JISCMail - GRIDPP-STORAGE Archives

On Tue, Jul 19, 2005 at 05:44:18PM +0100, Owen Synge wrote:

> I think the disk thrashing issue is worth suggesting to others as a performance hit as the experiments are trying to break things to find out what breaks under what circumstances and then I think trying to find out what is the best way to work with the software stack
> 

Well i have parallel streams set to 1 for srm and it seemed to work fine for the
Phedex transfers from RAL (~480/Mbit/sec). Somehow the SC3 transfers that Derek is
running at the moment use something between 2 and 5 streams (from my strace logs)
the end result is that we haven't managed to get more than ~80Mbit/sec :(

From the strace logs it looks like each thread in d-cache writes it's own stream
as it arrives instead of merging everything back in a buffer resulting in writes
like:

lseek(23, 106792960, SEEK_SET)          = 106792960
write(23, ..., 10240) = 10240
..
lseek(23, 106844160, SEEK_SET)          = 106844160
write(23, ..., 10240) = 10240

<guesswork>
The OS/Raid controller might be able to merge everything back together before
writing to the disk but with 250 streams that we have at the moment i think it's
unlikely to happen (iostat reports minimal merges compared to writes).

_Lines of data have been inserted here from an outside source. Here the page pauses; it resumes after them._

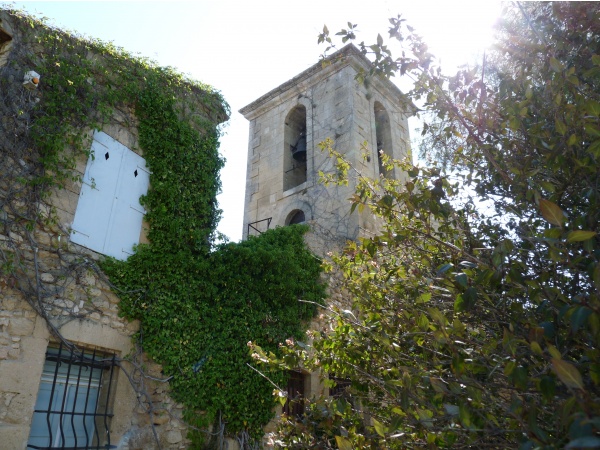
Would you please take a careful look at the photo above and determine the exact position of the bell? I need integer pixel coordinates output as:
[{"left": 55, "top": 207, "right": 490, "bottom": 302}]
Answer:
[{"left": 291, "top": 132, "right": 306, "bottom": 162}]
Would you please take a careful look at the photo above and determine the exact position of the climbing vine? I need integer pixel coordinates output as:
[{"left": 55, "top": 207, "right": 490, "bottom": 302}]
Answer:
[
  {"left": 104, "top": 74, "right": 326, "bottom": 442},
  {"left": 104, "top": 225, "right": 325, "bottom": 443},
  {"left": 1, "top": 8, "right": 324, "bottom": 447}
]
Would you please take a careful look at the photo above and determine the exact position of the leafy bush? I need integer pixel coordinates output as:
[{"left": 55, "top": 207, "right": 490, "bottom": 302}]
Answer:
[{"left": 257, "top": 3, "right": 600, "bottom": 448}]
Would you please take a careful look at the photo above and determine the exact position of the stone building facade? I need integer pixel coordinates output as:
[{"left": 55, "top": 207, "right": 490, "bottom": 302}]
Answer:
[
  {"left": 240, "top": 44, "right": 412, "bottom": 427},
  {"left": 240, "top": 44, "right": 412, "bottom": 252},
  {"left": 0, "top": 10, "right": 227, "bottom": 450}
]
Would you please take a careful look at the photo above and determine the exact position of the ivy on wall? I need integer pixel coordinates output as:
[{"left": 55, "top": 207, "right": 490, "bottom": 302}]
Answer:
[
  {"left": 2, "top": 8, "right": 325, "bottom": 445},
  {"left": 104, "top": 225, "right": 325, "bottom": 441}
]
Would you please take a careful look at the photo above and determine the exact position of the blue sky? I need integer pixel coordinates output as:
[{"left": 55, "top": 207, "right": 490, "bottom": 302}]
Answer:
[{"left": 6, "top": 1, "right": 501, "bottom": 241}]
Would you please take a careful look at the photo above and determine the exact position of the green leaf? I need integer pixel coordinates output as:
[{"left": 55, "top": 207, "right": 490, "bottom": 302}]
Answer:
[
  {"left": 430, "top": 377, "right": 448, "bottom": 394},
  {"left": 540, "top": 376, "right": 556, "bottom": 402},
  {"left": 417, "top": 313, "right": 430, "bottom": 331},
  {"left": 416, "top": 408, "right": 434, "bottom": 427},
  {"left": 586, "top": 100, "right": 600, "bottom": 117},
  {"left": 592, "top": 54, "right": 600, "bottom": 66},
  {"left": 373, "top": 418, "right": 387, "bottom": 437},
  {"left": 512, "top": 365, "right": 528, "bottom": 390},
  {"left": 539, "top": 199, "right": 566, "bottom": 226},
  {"left": 458, "top": 404, "right": 471, "bottom": 428},
  {"left": 335, "top": 436, "right": 353, "bottom": 450},
  {"left": 589, "top": 140, "right": 600, "bottom": 158},
  {"left": 568, "top": 133, "right": 578, "bottom": 146},
  {"left": 566, "top": 230, "right": 596, "bottom": 242},
  {"left": 555, "top": 118, "right": 567, "bottom": 135},
  {"left": 454, "top": 273, "right": 468, "bottom": 288},
  {"left": 428, "top": 308, "right": 446, "bottom": 326},
  {"left": 570, "top": 307, "right": 592, "bottom": 333},
  {"left": 552, "top": 359, "right": 584, "bottom": 390},
  {"left": 417, "top": 292, "right": 431, "bottom": 303},
  {"left": 547, "top": 344, "right": 562, "bottom": 360},
  {"left": 456, "top": 288, "right": 477, "bottom": 311},
  {"left": 549, "top": 57, "right": 563, "bottom": 72},
  {"left": 585, "top": 123, "right": 600, "bottom": 137},
  {"left": 436, "top": 263, "right": 454, "bottom": 275},
  {"left": 530, "top": 341, "right": 543, "bottom": 355}
]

Since we are using RAID5 for the disks with a stripe of 64K the non merged
10K writes result in partial stripe write which causes Read-Modify-Write
operations slowing down everything even more :(
</guesswork>

Too bad there is no source available to play with different settings :(
I'll boot one of the pool nodes with the Anticipatory elevator which might
be able to do better than the other ones but i don't expect it to do much
difference :(

Cheers,
Kostas